All afternoon, as Miri listened to wheezing chests and examined swollen limbs, registered fevers and rashes, she wondered about Sasha. “Have you seen him?” she asked Anya near the end of the day.
“He said he had a personal matter.” Anya smiled. “Child, don’t look so worried. Cook said you had a disagreement, but that man loves you as much as any man can love a woman. We can all see that.” Miri tried to protest, but Anya folded Miri’s stethoscope for her and tucked it into her pocket. “Go and rest. You can eat with your husband when he returns.”
Miri made her way up the staircase. He loves you as much as any man can love a woman. When Miri opened the door to their room, he was there, untying his shoes. “You’re back,” she said. She put her hand on his forehead, his cheek, examining him as if he were ill, as if that would explain his absence. He was warm. He smelled different. Was that a growing bruise on his chin? “Where have you been?”

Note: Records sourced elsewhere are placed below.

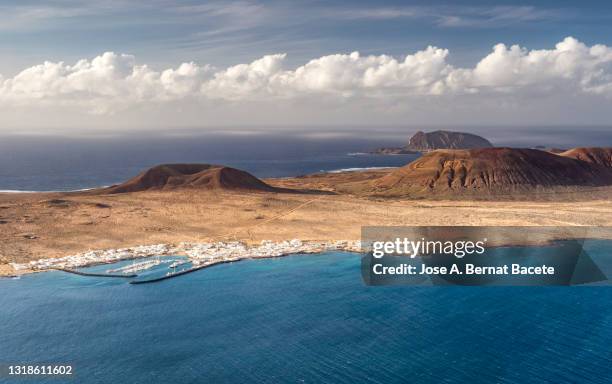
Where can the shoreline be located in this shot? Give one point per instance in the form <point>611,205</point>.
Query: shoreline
<point>206,254</point>
<point>200,254</point>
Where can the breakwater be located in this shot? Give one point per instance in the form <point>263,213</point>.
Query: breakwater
<point>94,274</point>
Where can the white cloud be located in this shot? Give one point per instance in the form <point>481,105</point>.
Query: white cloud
<point>113,82</point>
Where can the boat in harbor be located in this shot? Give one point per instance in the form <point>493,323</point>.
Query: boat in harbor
<point>135,267</point>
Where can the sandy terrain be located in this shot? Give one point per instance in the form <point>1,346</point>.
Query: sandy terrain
<point>34,226</point>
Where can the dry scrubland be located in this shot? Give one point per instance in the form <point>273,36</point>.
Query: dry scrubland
<point>34,226</point>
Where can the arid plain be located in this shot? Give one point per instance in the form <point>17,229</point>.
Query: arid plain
<point>41,225</point>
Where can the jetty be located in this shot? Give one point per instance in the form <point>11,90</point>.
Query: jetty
<point>75,272</point>
<point>181,273</point>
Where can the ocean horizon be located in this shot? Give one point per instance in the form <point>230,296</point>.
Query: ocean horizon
<point>56,163</point>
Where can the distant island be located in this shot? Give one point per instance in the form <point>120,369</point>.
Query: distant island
<point>204,209</point>
<point>430,141</point>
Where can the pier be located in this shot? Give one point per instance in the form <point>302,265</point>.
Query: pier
<point>75,272</point>
<point>186,271</point>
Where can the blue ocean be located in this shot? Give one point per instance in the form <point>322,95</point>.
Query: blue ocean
<point>303,319</point>
<point>31,162</point>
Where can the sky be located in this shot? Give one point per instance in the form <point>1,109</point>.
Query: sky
<point>127,65</point>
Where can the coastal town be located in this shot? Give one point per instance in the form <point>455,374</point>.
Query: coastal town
<point>200,254</point>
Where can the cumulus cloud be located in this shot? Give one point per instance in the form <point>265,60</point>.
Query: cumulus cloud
<point>112,82</point>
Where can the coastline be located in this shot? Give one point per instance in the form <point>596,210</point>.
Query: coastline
<point>200,254</point>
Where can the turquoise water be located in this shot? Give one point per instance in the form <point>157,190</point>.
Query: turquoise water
<point>303,319</point>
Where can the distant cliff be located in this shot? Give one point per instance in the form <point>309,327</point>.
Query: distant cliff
<point>422,141</point>
<point>425,142</point>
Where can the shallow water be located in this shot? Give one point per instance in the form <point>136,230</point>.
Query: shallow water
<point>304,319</point>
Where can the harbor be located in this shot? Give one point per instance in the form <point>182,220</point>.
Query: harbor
<point>198,255</point>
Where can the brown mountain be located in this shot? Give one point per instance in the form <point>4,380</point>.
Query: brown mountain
<point>596,155</point>
<point>197,176</point>
<point>489,171</point>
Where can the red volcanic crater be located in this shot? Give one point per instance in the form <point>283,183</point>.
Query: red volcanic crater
<point>595,155</point>
<point>489,170</point>
<point>194,176</point>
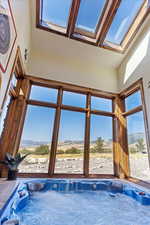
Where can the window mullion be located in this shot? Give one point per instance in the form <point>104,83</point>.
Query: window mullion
<point>55,133</point>
<point>87,136</point>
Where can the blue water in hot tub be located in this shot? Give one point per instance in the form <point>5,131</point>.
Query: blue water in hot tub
<point>79,202</point>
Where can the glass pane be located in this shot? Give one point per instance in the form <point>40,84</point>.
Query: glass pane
<point>139,165</point>
<point>56,12</point>
<point>36,139</point>
<point>133,101</point>
<point>123,19</point>
<point>74,99</point>
<point>13,82</point>
<point>4,113</point>
<point>44,94</point>
<point>89,14</point>
<point>69,158</point>
<point>101,150</point>
<point>102,104</point>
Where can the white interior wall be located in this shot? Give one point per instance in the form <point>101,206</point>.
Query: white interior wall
<point>56,67</point>
<point>21,12</point>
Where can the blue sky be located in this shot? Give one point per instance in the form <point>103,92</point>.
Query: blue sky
<point>40,120</point>
<point>57,12</point>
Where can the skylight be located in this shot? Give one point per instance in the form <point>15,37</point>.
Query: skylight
<point>89,14</point>
<point>125,16</point>
<point>110,24</point>
<point>55,12</point>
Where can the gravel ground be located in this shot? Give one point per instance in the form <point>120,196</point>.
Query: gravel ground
<point>98,165</point>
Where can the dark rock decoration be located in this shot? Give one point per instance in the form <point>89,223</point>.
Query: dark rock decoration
<point>4,31</point>
<point>8,33</point>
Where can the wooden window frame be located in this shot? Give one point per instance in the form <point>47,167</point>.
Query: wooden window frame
<point>137,86</point>
<point>88,92</point>
<point>118,114</point>
<point>104,23</point>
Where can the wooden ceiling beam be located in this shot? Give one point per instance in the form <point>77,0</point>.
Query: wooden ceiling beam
<point>72,17</point>
<point>108,21</point>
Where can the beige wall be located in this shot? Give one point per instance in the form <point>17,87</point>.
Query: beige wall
<point>59,68</point>
<point>21,12</point>
<point>137,65</point>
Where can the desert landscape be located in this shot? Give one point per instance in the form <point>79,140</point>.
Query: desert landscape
<point>69,157</point>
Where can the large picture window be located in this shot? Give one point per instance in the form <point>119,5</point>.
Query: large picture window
<point>101,151</point>
<point>36,139</point>
<point>71,131</point>
<point>56,128</point>
<point>137,141</point>
<point>70,149</point>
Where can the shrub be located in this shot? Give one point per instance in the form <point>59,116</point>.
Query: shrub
<point>133,150</point>
<point>73,151</point>
<point>60,152</point>
<point>25,151</point>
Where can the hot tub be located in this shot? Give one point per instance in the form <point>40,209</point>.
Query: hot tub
<point>77,202</point>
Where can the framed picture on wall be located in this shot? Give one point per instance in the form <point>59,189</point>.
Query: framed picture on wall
<point>8,33</point>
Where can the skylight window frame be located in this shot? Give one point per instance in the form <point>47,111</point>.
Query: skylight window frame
<point>84,32</point>
<point>55,28</point>
<point>132,31</point>
<point>103,25</point>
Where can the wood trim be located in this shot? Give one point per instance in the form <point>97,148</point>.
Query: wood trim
<point>70,87</point>
<point>17,61</point>
<point>110,16</point>
<point>135,110</point>
<point>73,17</point>
<point>74,108</point>
<point>87,136</point>
<point>105,21</point>
<point>135,26</point>
<point>131,89</point>
<point>14,41</point>
<point>77,176</point>
<point>39,103</point>
<point>102,113</point>
<point>144,108</point>
<point>121,145</point>
<point>55,134</point>
<point>116,153</point>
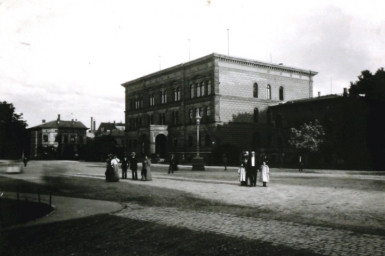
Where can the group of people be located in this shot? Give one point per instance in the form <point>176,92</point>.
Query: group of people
<point>112,168</point>
<point>249,169</point>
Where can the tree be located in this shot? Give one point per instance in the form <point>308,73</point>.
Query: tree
<point>307,138</point>
<point>372,86</point>
<point>13,136</point>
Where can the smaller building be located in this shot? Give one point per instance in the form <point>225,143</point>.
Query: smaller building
<point>58,139</point>
<point>116,130</point>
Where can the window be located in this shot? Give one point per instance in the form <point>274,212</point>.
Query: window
<point>150,119</point>
<point>162,118</point>
<point>207,141</point>
<point>177,94</point>
<point>255,90</point>
<point>164,97</point>
<point>191,115</point>
<point>208,112</point>
<point>208,87</point>
<point>198,90</point>
<point>281,93</point>
<point>268,92</point>
<point>192,91</point>
<point>256,115</point>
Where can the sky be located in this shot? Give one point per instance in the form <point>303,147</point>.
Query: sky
<point>70,57</point>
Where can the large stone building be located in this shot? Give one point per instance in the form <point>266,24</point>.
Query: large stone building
<point>230,94</point>
<point>57,139</point>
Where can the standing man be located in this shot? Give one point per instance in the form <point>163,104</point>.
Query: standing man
<point>125,164</point>
<point>172,166</point>
<point>254,169</point>
<point>134,166</point>
<point>225,160</point>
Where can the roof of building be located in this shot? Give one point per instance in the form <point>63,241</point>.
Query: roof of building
<point>238,60</point>
<point>309,100</point>
<point>61,124</point>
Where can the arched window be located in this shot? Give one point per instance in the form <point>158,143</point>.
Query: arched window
<point>198,90</point>
<point>208,87</point>
<point>191,91</point>
<point>255,90</point>
<point>268,92</point>
<point>256,115</point>
<point>281,93</point>
<point>207,140</point>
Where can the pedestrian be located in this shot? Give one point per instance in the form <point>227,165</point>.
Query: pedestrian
<point>115,166</point>
<point>265,173</point>
<point>134,166</point>
<point>125,164</point>
<point>146,169</point>
<point>242,169</point>
<point>109,170</point>
<point>254,169</point>
<point>172,166</point>
<point>300,164</point>
<point>25,161</point>
<point>225,160</point>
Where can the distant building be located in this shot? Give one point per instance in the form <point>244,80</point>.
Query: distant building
<point>57,139</point>
<point>116,130</point>
<point>231,95</point>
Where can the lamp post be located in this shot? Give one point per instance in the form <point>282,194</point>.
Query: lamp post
<point>198,118</point>
<point>197,162</point>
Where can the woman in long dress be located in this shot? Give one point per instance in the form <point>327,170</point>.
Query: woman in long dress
<point>115,165</point>
<point>265,173</point>
<point>242,169</point>
<point>146,169</point>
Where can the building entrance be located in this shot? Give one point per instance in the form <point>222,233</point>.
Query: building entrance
<point>161,145</point>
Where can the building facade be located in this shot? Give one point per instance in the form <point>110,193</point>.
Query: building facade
<point>58,139</point>
<point>230,94</point>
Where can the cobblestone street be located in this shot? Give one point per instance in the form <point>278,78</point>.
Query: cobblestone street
<point>321,240</point>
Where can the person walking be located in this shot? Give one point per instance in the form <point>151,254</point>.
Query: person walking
<point>265,173</point>
<point>242,169</point>
<point>172,166</point>
<point>125,164</point>
<point>300,164</point>
<point>134,166</point>
<point>115,166</point>
<point>254,169</point>
<point>146,169</point>
<point>25,161</point>
<point>225,160</point>
<point>109,170</point>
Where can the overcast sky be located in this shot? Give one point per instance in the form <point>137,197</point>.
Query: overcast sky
<point>70,57</point>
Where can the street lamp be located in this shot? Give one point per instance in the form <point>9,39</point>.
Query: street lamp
<point>198,118</point>
<point>197,163</point>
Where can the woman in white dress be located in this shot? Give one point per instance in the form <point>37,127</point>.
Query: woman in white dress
<point>265,173</point>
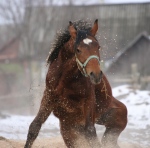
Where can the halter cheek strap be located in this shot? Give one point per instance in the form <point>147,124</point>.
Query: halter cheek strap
<point>85,63</point>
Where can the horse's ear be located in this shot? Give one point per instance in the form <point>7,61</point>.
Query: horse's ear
<point>94,28</point>
<point>72,30</point>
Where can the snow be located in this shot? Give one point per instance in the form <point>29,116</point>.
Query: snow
<point>16,126</point>
<point>137,102</point>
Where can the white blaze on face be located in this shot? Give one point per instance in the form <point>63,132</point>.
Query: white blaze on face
<point>87,41</point>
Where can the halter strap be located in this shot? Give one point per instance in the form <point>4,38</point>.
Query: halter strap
<point>85,63</point>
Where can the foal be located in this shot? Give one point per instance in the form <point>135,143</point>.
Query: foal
<point>78,93</point>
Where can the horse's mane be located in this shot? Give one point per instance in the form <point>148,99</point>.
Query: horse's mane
<point>63,36</point>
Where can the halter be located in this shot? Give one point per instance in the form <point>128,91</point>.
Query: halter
<point>85,63</point>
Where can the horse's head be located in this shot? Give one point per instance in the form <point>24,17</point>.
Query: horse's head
<point>87,52</point>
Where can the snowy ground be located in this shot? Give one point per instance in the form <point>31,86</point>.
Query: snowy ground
<point>137,130</point>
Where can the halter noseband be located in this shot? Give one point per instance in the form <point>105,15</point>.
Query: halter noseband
<point>85,63</point>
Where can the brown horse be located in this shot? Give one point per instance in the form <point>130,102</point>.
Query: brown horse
<point>78,93</point>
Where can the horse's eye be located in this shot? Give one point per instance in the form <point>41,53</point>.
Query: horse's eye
<point>78,51</point>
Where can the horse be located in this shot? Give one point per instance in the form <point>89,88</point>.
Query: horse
<point>78,92</point>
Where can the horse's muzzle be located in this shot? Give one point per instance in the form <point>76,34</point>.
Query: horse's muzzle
<point>96,78</point>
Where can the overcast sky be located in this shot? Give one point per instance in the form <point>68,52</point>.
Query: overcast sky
<point>126,1</point>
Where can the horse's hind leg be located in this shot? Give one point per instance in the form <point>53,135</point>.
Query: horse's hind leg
<point>35,126</point>
<point>115,120</point>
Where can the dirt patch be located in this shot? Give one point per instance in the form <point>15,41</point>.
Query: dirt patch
<point>56,142</point>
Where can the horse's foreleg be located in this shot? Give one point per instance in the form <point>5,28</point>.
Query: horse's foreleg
<point>115,120</point>
<point>35,126</point>
<point>90,131</point>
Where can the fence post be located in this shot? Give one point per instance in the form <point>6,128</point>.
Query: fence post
<point>135,76</point>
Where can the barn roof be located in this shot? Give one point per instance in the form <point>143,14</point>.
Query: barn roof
<point>110,62</point>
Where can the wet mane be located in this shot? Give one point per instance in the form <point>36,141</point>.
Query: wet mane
<point>63,36</point>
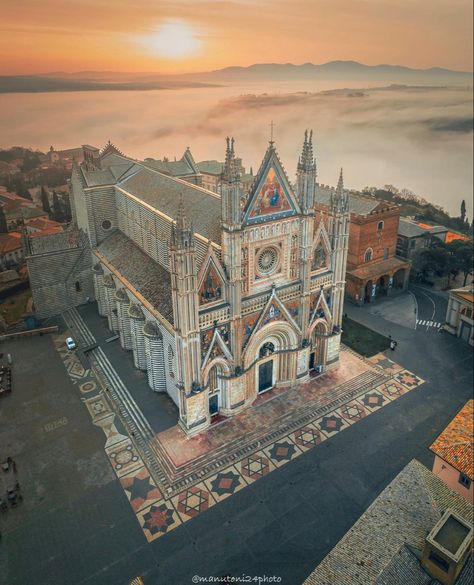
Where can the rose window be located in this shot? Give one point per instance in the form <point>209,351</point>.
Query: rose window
<point>267,261</point>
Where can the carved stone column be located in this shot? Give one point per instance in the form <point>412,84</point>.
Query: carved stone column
<point>124,318</point>
<point>99,289</point>
<point>137,321</point>
<point>154,357</point>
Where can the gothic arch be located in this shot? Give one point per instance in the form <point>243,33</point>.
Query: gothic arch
<point>318,331</point>
<point>280,333</point>
<point>320,249</point>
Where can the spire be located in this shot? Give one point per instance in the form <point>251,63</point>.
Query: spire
<point>229,173</point>
<point>340,184</point>
<point>306,162</point>
<point>181,230</point>
<point>271,142</point>
<point>339,201</point>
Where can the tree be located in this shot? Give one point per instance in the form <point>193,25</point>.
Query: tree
<point>45,200</point>
<point>3,221</point>
<point>22,191</point>
<point>462,257</point>
<point>433,261</point>
<point>57,209</point>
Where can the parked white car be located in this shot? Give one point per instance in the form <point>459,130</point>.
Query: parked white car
<point>70,343</point>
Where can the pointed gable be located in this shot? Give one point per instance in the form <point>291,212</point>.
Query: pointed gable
<point>319,308</point>
<point>211,280</point>
<point>110,148</point>
<point>217,348</point>
<point>271,196</point>
<point>274,310</point>
<point>321,249</point>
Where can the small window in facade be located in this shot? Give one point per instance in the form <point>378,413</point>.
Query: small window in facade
<point>266,349</point>
<point>171,361</point>
<point>439,562</point>
<point>464,480</point>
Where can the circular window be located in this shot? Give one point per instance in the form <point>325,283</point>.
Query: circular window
<point>267,261</point>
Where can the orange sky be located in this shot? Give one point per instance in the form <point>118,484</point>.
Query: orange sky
<point>119,35</point>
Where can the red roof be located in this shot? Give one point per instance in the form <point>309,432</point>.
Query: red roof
<point>455,444</point>
<point>10,242</point>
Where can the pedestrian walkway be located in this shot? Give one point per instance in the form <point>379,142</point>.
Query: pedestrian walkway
<point>170,479</point>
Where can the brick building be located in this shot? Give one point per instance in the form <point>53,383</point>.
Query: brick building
<point>246,298</point>
<point>373,268</point>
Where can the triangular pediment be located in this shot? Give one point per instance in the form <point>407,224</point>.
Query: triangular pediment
<point>274,310</point>
<point>321,309</point>
<point>211,280</point>
<point>217,348</point>
<point>271,196</point>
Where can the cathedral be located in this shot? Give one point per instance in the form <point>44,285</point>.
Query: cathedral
<point>220,297</point>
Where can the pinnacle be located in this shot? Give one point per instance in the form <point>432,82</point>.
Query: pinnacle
<point>340,183</point>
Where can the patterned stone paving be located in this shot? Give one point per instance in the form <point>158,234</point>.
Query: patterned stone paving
<point>159,510</point>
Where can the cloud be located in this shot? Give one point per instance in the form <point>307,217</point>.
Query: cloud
<point>454,125</point>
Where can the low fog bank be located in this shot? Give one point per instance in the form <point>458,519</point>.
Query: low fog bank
<point>419,138</point>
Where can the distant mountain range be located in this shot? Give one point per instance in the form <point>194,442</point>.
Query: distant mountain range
<point>334,70</point>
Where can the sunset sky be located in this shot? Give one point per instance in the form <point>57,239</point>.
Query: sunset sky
<point>198,35</point>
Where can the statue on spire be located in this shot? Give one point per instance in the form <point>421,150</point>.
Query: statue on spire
<point>339,200</point>
<point>181,229</point>
<point>229,172</point>
<point>306,162</point>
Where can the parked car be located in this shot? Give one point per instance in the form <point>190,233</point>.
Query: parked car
<point>70,343</point>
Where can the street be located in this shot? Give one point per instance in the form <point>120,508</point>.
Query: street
<point>283,525</point>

He took her hand. “Did you think I’d left?”
“No.”
“I can see you did. I wouldn’t.” He held her hand tighter. “I went to look for Vanya. I went back to that public house you found. And I fought, earned some kopecks.”
“Sasha, no! I don’t want you fighting. And what about your shoulder?”
“It was nothing. All the good men are gone. Part of the bet was I fought with only one arm against another man with only one arm.”